Teach us to care and not to care

Teach us to sit still.

-“Ash Wednesday,” by T. S. Eliot

Since moving to Vermont, I’ve thought about ashes more than ever before. Now that we heat our home by wood stove, ashes are part of daily life.

Today is Ash Wednesday, which is the start of the season of Lent (40 days of preparation for Easter) in the Christian church. For Protestants, Lenten practices are sort of all over the place; we’ve been part of churches that barely noticed Lent, and churches that took Lent very seriously. Our family observes Lent in various ways, although we’ve never done the ashes-on-the-forehead thing on Ash Wednesday. (Also, as Ash Wednesday services tend to be quiet, solemn affairs, and we have three very loud, rambunctious children, we don’t do the church thing either).

Wearing ashes on Ash Wednesday is a sign of repentance — regret for past mistakes — to kick off the spiritual journey towards Easter. Throughout the Bible, when people are deeply sorry or sad, they cover themselves with ashes (frequently combined with tearing their clothes). This is the origin of the term “sackcloth and ashes” — an outward manifestation of grief and repentance.

I have a more literal understanding of ashes now that I have to handle them every day. I feel like I’m covered in ashes half the time. Proper ash disposal has become an obsession of Erick’s. Many of his latest “man toys” have something to do with the safe removal of ashes from our fireplace; we even have the “Ash Dragon.”

The ash can and Ash Dragon!

Because the thing is, ashes are really REALLY messy, and they’re also dangerous.

They’re messy because, no matter how careful we are, whenever we open our wood stove little puffs of ash come floating out. Ashes are light, so it only takes the slightest breath of air to make them swirl in all directions. Our entire house now has a fine coating of ash over everything. I could honestly spend every day dusting and sweeping up ashes, and still feel like I’d made no progress. (Which is either depressing, or a nice excuse to just give up dusting).

Some of our dust.

Ashes are dangerous because they’re deceptive: they hide the glowing embers underneath. When we go down to the wood stove in the morning, it looks like the fire has burned itself out and the bottom of the stove is filled with harmless ash. But one stir of the ashes will uncover enough orange-pulsing embers to start up the fire for the day. That’s why proper ash disposal involves transferring the ashes to an airtight ash bin, where we let them sit for at least a day before dumping them on the ash heap in our yard (yes, we have an ash heap!). And even then, Erick is paranoid enough to pour water on top of them.

Our ash heap.

But ashes are necessary. They’re the by-product of what we do to survive the winter.

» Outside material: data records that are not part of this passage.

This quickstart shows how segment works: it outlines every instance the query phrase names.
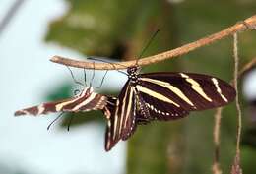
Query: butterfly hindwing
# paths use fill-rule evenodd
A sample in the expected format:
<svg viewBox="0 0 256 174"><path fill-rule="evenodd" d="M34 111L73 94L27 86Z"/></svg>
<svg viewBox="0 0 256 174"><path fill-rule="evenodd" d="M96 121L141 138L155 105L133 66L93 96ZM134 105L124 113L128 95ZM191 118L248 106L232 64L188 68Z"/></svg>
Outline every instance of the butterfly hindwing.
<svg viewBox="0 0 256 174"><path fill-rule="evenodd" d="M109 108L105 133L105 150L110 150L119 140L127 140L136 129L136 94L134 87L126 83L114 106Z"/></svg>

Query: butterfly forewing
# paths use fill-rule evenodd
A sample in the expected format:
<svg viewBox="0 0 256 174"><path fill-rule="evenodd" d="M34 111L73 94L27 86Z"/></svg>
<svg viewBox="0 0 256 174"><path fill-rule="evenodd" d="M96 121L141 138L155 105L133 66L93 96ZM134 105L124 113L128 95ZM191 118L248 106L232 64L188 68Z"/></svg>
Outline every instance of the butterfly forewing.
<svg viewBox="0 0 256 174"><path fill-rule="evenodd" d="M102 110L106 105L107 97L86 87L81 94L69 99L47 102L38 106L29 107L15 112L19 115L40 115L54 112L84 112L89 110Z"/></svg>
<svg viewBox="0 0 256 174"><path fill-rule="evenodd" d="M159 120L175 119L192 110L227 104L235 97L227 83L207 75L192 73L141 74L136 86L147 107Z"/></svg>

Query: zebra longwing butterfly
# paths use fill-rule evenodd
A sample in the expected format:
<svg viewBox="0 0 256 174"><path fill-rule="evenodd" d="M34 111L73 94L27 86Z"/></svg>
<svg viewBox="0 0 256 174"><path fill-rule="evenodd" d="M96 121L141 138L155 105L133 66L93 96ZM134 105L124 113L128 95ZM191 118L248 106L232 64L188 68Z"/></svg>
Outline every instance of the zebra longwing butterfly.
<svg viewBox="0 0 256 174"><path fill-rule="evenodd" d="M139 74L128 67L128 81L113 105L105 134L105 150L119 140L127 140L137 125L153 120L185 117L190 111L224 106L231 102L235 89L226 82L208 75L180 72Z"/></svg>

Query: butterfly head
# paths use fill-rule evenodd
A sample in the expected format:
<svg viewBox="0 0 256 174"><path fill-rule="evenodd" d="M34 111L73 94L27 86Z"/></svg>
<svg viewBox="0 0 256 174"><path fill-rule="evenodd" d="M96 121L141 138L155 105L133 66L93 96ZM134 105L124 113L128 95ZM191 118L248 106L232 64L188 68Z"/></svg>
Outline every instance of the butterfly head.
<svg viewBox="0 0 256 174"><path fill-rule="evenodd" d="M129 68L127 69L127 73L128 73L128 78L129 78L132 82L136 82L137 79L138 79L139 67L138 67L138 66L129 67Z"/></svg>
<svg viewBox="0 0 256 174"><path fill-rule="evenodd" d="M93 87L85 87L82 92L79 94L80 96L90 95L93 93Z"/></svg>

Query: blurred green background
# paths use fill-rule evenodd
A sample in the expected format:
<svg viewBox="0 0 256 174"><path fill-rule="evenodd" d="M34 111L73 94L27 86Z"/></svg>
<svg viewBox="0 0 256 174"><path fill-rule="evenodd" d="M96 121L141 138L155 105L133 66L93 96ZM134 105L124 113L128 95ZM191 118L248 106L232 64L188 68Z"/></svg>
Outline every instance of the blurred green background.
<svg viewBox="0 0 256 174"><path fill-rule="evenodd" d="M138 57L157 29L160 29L160 32L143 56L179 47L256 14L256 2L253 0L65 1L68 8L48 24L45 41L73 49L85 57L109 57L115 61ZM243 65L256 55L256 32L246 31L238 36L240 63ZM214 75L228 82L233 72L232 44L230 36L179 58L144 67L143 72L196 72ZM104 81L108 81L107 78ZM67 96L72 86L62 83L53 87L45 99ZM109 89L104 90L107 93ZM114 93L118 93L118 90ZM243 111L245 108L246 102L242 101ZM214 113L215 110L193 112L181 120L140 126L128 141L125 173L211 173ZM96 119L104 127L104 120L98 118L96 113L89 115L76 115L72 127ZM67 122L68 117L62 121L63 130ZM246 117L243 117L243 124L246 130L249 124ZM220 161L224 173L230 172L233 161L236 125L236 111L232 103L224 109L222 119ZM243 145L241 156L244 173L256 173L255 146Z"/></svg>

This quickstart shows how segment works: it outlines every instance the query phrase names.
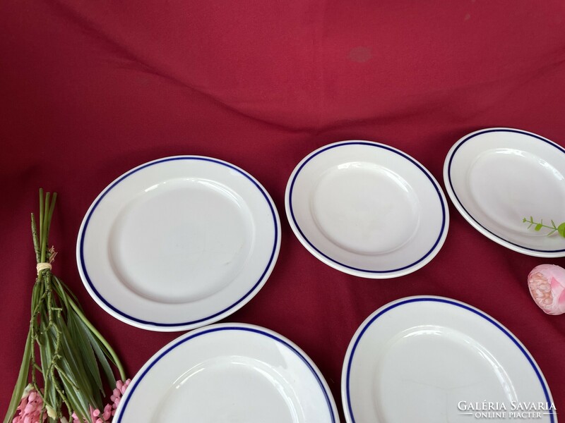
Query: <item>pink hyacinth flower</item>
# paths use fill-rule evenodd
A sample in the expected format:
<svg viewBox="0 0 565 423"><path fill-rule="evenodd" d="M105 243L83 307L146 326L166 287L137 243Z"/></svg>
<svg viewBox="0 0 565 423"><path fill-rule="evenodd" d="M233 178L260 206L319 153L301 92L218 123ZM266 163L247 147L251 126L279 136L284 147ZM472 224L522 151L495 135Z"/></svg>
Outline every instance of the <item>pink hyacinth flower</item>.
<svg viewBox="0 0 565 423"><path fill-rule="evenodd" d="M12 423L28 423L28 422L39 422L41 418L41 410L43 408L43 401L37 392L28 386L23 393L22 400L18 406L16 417ZM42 421L47 419L47 413L44 412Z"/></svg>
<svg viewBox="0 0 565 423"><path fill-rule="evenodd" d="M530 293L548 314L565 313L565 269L554 264L536 266L528 275Z"/></svg>

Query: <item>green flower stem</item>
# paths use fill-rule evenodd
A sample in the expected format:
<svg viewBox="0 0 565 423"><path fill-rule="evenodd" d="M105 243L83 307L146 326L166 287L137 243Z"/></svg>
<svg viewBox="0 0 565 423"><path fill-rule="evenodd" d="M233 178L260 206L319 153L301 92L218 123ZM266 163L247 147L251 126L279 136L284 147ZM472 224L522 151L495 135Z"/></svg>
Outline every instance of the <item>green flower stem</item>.
<svg viewBox="0 0 565 423"><path fill-rule="evenodd" d="M38 264L50 264L55 257L48 238L56 200L56 193L40 190L39 219L31 215ZM110 385L115 369L121 380L126 379L117 355L84 315L76 297L52 274L49 266L44 267L37 272L32 289L28 338L4 423L12 421L26 386L42 398L41 414L48 412L49 422L64 417L64 407L69 415L76 412L81 422L90 422L89 405L100 407L100 393L104 394L97 371L104 370Z"/></svg>
<svg viewBox="0 0 565 423"><path fill-rule="evenodd" d="M100 343L106 348L109 352L110 356L112 357L112 360L116 367L118 368L118 372L119 372L119 377L122 381L126 380L126 372L124 371L124 367L121 365L121 362L120 362L119 359L118 358L116 352L114 349L110 346L108 343L108 341L102 336L96 328L95 328L93 324L90 322L90 321L86 318L86 316L84 315L81 307L73 300L71 297L67 298L67 301L69 301L69 304L77 314L77 315L81 318L84 324L90 329L90 331L94 334L95 336L100 341Z"/></svg>

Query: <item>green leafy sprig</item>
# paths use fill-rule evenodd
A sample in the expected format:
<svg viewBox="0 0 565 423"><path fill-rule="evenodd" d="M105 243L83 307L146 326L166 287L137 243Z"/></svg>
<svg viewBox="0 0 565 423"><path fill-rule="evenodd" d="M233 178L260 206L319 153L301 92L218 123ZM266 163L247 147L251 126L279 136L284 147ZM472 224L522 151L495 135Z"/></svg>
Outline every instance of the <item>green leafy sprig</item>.
<svg viewBox="0 0 565 423"><path fill-rule="evenodd" d="M528 228L530 229L532 226L534 227L534 231L536 232L539 232L542 228L546 228L547 229L551 229L551 231L547 233L547 236L550 235L553 235L556 232L559 233L563 238L565 238L565 222L560 223L559 226L555 224L555 222L552 220L551 221L552 224L551 226L549 225L545 225L543 223L543 219L541 219L539 222L534 221L534 218L531 216L530 216L529 219L526 218L523 218L522 219L522 222L524 223L529 223Z"/></svg>
<svg viewBox="0 0 565 423"><path fill-rule="evenodd" d="M115 385L112 366L126 379L116 352L86 318L75 295L51 271L56 253L47 246L56 200L56 192L44 195L40 190L37 223L32 214L37 277L22 364L4 423L12 421L28 386L42 400L40 422L44 413L49 422L59 422L73 412L81 422L90 422L90 407L101 409L105 386Z"/></svg>

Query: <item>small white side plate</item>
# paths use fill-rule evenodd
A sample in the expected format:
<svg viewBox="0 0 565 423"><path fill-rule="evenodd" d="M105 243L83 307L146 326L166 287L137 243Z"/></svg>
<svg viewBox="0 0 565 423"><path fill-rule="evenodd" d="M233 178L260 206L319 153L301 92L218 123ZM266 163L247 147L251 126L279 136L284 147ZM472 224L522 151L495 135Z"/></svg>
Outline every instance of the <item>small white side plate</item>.
<svg viewBox="0 0 565 423"><path fill-rule="evenodd" d="M459 140L444 166L448 195L479 232L507 248L565 256L565 238L528 229L524 218L551 226L565 221L565 149L536 134L483 129Z"/></svg>
<svg viewBox="0 0 565 423"><path fill-rule="evenodd" d="M338 423L318 368L259 326L215 324L173 341L138 372L116 423Z"/></svg>
<svg viewBox="0 0 565 423"><path fill-rule="evenodd" d="M285 200L290 226L310 252L365 278L415 271L447 235L446 199L435 178L377 142L344 141L311 153L290 176Z"/></svg>
<svg viewBox="0 0 565 423"><path fill-rule="evenodd" d="M468 423L477 412L490 412L478 418L488 422L557 421L524 345L482 311L440 297L400 299L363 322L345 355L342 398L349 423ZM530 418L511 414L531 404Z"/></svg>
<svg viewBox="0 0 565 423"><path fill-rule="evenodd" d="M86 289L117 319L172 331L216 321L261 289L280 223L270 197L241 168L178 156L118 178L94 201L77 241Z"/></svg>

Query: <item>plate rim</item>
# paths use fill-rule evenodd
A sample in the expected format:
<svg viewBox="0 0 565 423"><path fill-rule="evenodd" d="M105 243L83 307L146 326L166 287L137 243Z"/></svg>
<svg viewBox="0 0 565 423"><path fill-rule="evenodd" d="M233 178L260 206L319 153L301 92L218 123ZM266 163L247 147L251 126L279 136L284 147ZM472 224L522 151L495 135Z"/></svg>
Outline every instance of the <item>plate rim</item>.
<svg viewBox="0 0 565 423"><path fill-rule="evenodd" d="M207 316L206 317L202 317L189 321L182 321L177 323L161 323L157 321L151 321L150 320L141 319L127 314L126 313L119 310L115 306L112 305L106 298L105 298L102 295L100 294L98 290L96 289L94 283L93 283L93 281L91 280L88 274L88 270L86 269L86 265L84 260L84 251L83 251L84 237L85 231L88 228L88 223L90 220L90 218L93 214L95 212L98 204L100 204L100 202L102 201L102 200L107 195L107 194L108 194L116 185L117 185L119 183L120 183L124 180L126 179L131 175L136 173L137 172L141 171L150 166L162 163L172 162L181 160L198 160L224 166L233 171L237 171L238 173L242 175L249 182L251 182L255 186L255 188L257 188L258 191L261 193L261 195L263 195L263 198L265 199L268 205L269 210L270 212L270 217L273 219L273 223L274 226L273 245L273 249L270 252L270 255L269 256L269 259L266 263L266 267L264 268L261 276L256 282L254 282L254 283L252 285L250 289L247 290L247 292L245 293L244 295L242 295L241 298L237 298L237 300L234 301L234 302L231 304L230 306L223 308L222 310L215 312L215 313L213 313L210 316ZM189 330L201 327L203 325L213 323L215 321L218 321L218 320L229 316L230 314L235 312L236 311L242 308L244 305L245 305L247 302L249 302L255 296L255 295L256 295L256 293L261 290L263 286L266 283L267 279L268 279L269 276L270 276L270 274L273 271L273 269L274 269L275 264L276 264L277 259L278 258L278 255L280 250L280 242L281 242L280 233L281 233L280 219L278 216L277 208L274 204L274 202L273 201L273 199L271 198L270 195L269 195L266 189L261 184L261 183L259 183L259 181L257 180L254 176L252 176L249 172L246 172L242 168L234 164L232 164L230 162L221 160L220 159L215 159L207 156L200 156L200 155L169 156L167 157L162 157L160 159L157 159L155 160L147 161L126 171L125 173L122 173L117 178L115 178L109 184L108 184L102 190L102 192L96 197L96 198L92 202L90 206L88 207L88 209L87 210L83 219L83 221L81 223L81 226L78 231L78 234L77 235L76 250L77 267L78 268L78 273L80 274L81 279L83 281L83 284L86 288L86 290L88 291L88 293L90 295L90 296L94 299L94 300L97 302L97 304L98 304L98 305L100 306L100 307L102 307L108 314L113 316L118 320L120 320L121 321L123 321L135 327L143 329L148 329L151 331L155 331L172 332L172 331L179 331L183 330Z"/></svg>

Ashes: messy, dangerous, necessary.  It occurs to me that those same three qualities also apply to repentance. The word “repentance” probably makes a lot of people shut down right away — it sounds too harsh, too judgmental, too “churchy.” But I’m referring here to all types of repentance: spiritual and/or interpersonal. (Although I’m not sure that there’s a big difference). When we realize we’ve been wrong and ask forgiveness — whether from god or another person — it’s a messy business: nobody likes to admit that we’re to blame when things go wrong. It’s also dangerous: we could get hurt in the process, by losing our pride or failing to win forgiveness.

In the end, though, repentance is as necessary to our lives as the heat sources that help us to survive. Without acknowledging the ways we fail ourselves and others, and without seeking to right those wrongs, we go cold.